“I never asked for anything! Maybe that’s the problem!”
- Therese Belivet
Os anos 50 não são desconhecidos de
Todd Haynes,
Far from Heaven comprova-o. Nesse filme o cineasta não se limitou a recriar a época no filme, filmou-o como se estivesse na era que recria. Muita cor, melodrama em doses equilibradas e uma decoração arrebatante.
Carol decorre em Nova Iorque no ano de 1952 e desta vez Haynes teve uma abordagem diferente. Em vez de imitar a forma como filmes eram feitos naquela época optou por criar um filme moderno cuja história que teve lugar num momento cronológico diferente. Baseado em
The Price of Salt um livro de
Patricia Highsmith, o filme aborda duas temáticas eternas e recorrentes em qualquer época da História: o preconceito e o amor proibido.

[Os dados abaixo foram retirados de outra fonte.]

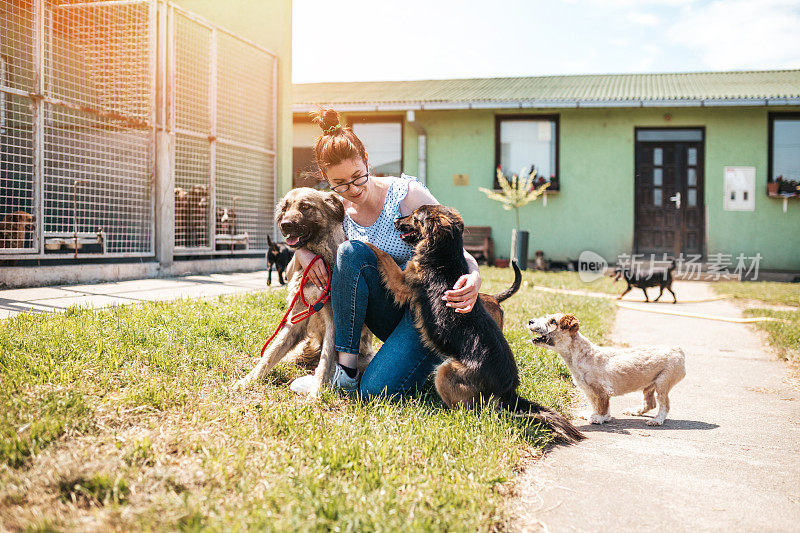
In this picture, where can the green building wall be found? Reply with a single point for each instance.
(267, 23)
(594, 210)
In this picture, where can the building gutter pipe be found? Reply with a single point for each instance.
(422, 146)
(549, 104)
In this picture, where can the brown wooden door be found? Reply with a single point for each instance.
(669, 192)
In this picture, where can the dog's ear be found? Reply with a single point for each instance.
(333, 202)
(569, 322)
(280, 208)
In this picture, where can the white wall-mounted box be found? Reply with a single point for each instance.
(740, 189)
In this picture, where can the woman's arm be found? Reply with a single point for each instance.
(464, 293)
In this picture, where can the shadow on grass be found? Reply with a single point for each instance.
(622, 425)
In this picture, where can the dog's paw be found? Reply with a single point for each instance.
(598, 419)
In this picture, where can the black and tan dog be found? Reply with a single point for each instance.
(478, 362)
(634, 276)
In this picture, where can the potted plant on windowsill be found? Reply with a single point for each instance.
(513, 194)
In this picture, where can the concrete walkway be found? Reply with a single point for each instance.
(727, 458)
(61, 297)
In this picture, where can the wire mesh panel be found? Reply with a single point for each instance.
(192, 134)
(16, 175)
(245, 171)
(76, 109)
(98, 56)
(17, 182)
(245, 193)
(224, 109)
(97, 139)
(16, 44)
(96, 182)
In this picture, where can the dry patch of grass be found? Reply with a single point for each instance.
(770, 292)
(122, 419)
(784, 336)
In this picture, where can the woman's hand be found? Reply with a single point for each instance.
(318, 274)
(464, 293)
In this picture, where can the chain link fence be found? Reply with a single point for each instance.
(78, 115)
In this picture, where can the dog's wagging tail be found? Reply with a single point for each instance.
(477, 359)
(519, 406)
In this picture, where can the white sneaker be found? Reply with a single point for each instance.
(339, 380)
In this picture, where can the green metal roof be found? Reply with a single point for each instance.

O filme segue o romance “indecoroso” entre a jovem empregada de balcão Therese (Rooney Mara) e uma mulher da alta sociedade chamada Carol (Cate Blanchett). Carol capta o desejo devastador de um amor reprimido e a tragédia causada pelo desgosto de uma relação impossível.
Menos teatral que Far from Heaven, mas esmagadoramente agradável em todos os aspectos. Haynes não resiste à sua capacidade nata de expor detalhes requintados.

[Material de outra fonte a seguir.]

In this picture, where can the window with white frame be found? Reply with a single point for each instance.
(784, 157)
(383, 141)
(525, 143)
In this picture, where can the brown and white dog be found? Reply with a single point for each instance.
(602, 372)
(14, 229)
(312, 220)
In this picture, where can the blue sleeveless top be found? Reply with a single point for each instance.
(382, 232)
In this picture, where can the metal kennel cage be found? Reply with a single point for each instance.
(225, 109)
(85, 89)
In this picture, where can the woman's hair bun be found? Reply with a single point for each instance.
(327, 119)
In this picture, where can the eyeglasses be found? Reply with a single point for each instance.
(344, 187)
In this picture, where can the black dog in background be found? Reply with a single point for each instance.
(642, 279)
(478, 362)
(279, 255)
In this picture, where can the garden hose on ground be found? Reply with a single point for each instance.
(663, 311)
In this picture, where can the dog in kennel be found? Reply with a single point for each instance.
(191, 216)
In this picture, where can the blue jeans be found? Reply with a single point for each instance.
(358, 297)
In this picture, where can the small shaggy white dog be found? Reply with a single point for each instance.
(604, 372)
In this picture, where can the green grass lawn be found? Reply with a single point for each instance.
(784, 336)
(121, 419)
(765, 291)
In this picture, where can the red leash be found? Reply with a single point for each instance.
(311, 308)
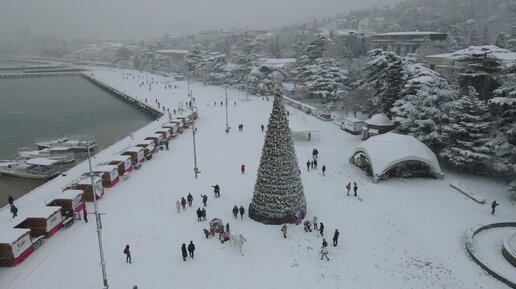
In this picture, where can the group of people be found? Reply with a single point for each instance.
(237, 210)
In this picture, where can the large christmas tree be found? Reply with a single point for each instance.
(278, 192)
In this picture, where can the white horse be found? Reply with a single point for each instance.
(237, 240)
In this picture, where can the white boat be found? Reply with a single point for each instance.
(62, 155)
(37, 168)
(76, 143)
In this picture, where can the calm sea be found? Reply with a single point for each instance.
(58, 106)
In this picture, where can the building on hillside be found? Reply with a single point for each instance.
(404, 43)
(395, 155)
(451, 64)
(377, 124)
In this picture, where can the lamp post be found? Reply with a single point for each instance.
(98, 222)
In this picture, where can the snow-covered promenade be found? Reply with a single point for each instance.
(405, 233)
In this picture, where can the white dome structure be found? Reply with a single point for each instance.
(392, 154)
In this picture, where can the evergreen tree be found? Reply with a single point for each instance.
(422, 108)
(467, 135)
(278, 193)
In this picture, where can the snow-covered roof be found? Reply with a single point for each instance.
(378, 119)
(105, 168)
(41, 162)
(10, 235)
(386, 150)
(69, 194)
(409, 33)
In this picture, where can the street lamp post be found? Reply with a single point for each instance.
(99, 223)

O guarda-roupa de Sandy Powell define as personagens de forma agradável e admiravelmente discreta. O design de produção de
Judy Becker coloca a história no tempo exacto sem qualquer esforço e com uma graça e delicadeza sublime. Somos convidados a absorver muita informação estética sem que isso se torne cansativo. Um banquete visual que nos obriga sempre (de forma muito voluntária e totalmente satisfatória) a olhar para os planos secundários e nunca somente para os primeiros planos.
O trabalho do director de fotografia Edward Lachman é transcendente e abrilhantado pelo facto de que o filme decorre na época de Natal. A atmosfera invernal contrasta com as emoções ardentes que as personagens principais enfrentam. O trabalho de Lachman é realçado ainda mais com a banda sonora de Carter Burwell.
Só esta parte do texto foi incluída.